Requirements for today:

  • use Snowflake worksheets to interrogate the data and prepare your SQL queries
  • DB (SNOWFLAKE_SAMPLE_DATA) SCHEMA (TPCDS_SF100TCL)
  • Use LIMIT to prevent the query of billions of rows until it's necessary!
  • Use the New Custom SQL function underneath the tables in Tableau after connecting to the database schema to create your table(s)
  • Relate multiple tables (or pre-join them in the queries) where you see fit
  • Build out your insights using a combination of sheets and dashboards, put together into story pages (yes the 'new story' icon on the bottom middle of tableau desktop.

The plan for the day:

  • Interrogate the database
  • Scope out a business element to investigate
  • Plan the data transformation
  • Sketch the dashboard and sheets
  • Execute the queries
  • build dashboard
  • Reflection / notes

This dataset contains 23 tables of mock data with billions of rows. The first point of call was to generate a user story to narrow down the scope of the project.
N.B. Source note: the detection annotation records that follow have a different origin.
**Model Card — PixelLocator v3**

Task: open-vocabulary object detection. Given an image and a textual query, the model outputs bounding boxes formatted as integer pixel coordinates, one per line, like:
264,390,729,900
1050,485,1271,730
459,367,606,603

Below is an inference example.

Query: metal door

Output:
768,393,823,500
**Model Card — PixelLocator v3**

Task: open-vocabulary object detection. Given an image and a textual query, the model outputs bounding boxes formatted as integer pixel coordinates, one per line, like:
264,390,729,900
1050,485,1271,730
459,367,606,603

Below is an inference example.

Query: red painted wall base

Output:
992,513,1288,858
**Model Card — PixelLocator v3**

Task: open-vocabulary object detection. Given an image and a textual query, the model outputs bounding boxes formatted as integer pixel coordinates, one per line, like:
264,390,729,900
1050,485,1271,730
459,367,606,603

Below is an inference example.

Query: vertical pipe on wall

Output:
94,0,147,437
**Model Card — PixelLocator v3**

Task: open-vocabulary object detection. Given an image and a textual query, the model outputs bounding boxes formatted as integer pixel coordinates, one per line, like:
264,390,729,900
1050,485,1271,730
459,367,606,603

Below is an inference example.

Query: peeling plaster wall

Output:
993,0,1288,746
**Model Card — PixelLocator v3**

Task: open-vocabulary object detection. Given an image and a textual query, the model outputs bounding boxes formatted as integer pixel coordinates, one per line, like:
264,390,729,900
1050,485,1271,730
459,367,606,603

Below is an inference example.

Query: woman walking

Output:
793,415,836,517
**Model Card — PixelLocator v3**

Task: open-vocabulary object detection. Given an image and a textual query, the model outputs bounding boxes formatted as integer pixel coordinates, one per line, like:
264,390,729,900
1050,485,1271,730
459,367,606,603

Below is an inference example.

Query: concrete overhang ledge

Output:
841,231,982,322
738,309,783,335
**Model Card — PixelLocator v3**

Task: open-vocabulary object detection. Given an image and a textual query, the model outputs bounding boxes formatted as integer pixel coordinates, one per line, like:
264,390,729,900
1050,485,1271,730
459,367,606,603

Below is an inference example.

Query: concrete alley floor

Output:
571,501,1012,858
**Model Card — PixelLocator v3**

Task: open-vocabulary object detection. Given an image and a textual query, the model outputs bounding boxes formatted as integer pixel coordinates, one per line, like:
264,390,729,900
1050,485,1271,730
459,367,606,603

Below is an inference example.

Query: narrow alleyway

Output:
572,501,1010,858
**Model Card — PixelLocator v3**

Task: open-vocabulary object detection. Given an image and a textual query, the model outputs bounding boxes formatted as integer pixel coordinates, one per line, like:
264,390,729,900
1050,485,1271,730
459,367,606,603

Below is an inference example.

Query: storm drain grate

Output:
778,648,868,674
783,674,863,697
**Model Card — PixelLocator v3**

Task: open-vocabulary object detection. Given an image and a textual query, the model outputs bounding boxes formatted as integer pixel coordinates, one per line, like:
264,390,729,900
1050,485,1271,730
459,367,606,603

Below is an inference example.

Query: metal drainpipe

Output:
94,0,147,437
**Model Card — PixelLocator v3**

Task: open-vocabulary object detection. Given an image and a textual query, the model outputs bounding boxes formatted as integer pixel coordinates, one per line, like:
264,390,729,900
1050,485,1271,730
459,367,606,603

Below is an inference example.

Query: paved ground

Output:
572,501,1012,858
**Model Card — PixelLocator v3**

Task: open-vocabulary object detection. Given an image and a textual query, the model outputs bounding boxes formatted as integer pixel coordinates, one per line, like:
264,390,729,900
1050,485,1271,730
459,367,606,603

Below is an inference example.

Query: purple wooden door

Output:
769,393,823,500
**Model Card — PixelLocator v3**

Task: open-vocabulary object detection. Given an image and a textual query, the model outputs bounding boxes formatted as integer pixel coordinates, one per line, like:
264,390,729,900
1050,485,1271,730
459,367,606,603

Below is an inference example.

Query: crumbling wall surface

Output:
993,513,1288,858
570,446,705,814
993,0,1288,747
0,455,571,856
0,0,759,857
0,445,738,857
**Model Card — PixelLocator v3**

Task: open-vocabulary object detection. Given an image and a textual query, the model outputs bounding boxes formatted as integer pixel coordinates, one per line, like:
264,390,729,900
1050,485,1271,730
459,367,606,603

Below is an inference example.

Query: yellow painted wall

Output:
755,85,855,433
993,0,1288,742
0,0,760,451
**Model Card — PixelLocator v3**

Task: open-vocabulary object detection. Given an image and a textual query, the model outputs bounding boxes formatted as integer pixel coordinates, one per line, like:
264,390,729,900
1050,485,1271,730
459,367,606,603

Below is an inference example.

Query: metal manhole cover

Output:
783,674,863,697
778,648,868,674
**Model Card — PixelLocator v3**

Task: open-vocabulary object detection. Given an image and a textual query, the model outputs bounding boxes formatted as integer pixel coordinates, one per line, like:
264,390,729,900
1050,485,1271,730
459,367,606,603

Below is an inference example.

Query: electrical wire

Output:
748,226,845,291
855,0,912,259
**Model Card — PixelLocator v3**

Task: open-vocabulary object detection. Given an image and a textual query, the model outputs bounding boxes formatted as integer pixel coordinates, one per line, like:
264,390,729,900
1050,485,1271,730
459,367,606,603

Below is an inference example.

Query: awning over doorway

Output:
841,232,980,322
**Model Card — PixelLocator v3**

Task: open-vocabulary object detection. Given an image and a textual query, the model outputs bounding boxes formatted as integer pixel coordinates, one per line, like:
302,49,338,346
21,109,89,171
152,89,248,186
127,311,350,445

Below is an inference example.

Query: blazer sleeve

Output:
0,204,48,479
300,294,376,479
The user story I landed on was:

As a... finance team
When I am... evaluating the costs to the businesses through returns
I want to... understand which products, warehouse and carrier is responsible
So that I.... can reduce costs and improve processes

Further to this, I only wanted to explore two reason for return; "Package was damaged" and "Not the product that was ordered". These reasons were mostly relevant to Web orders and Catalog orders so I excluded store orders from my scope.



SQL Extract Sketch

My first sketch was aimed at planning out which fields I needed and what joins were required. I identified all the tables I needed, along with the field and the exact field names. Then I mapped out which primary and foreign keys I would need to join the data on. These steps were identical for both web returns and catalog returns, so the intention was to then union the tables of data together.

Queries

First, I built the queries for each individual table so that I could copy and paste the fields across to my main query. This was a simple select statement such as:

Our first challenge we came across as a group was with our date fields that came in the very useful format of Gregorian which required a conversion to a useable date. Next, I joined my web-returns table with my reasons and items table. Limiting this to 100 records to get sample of the data.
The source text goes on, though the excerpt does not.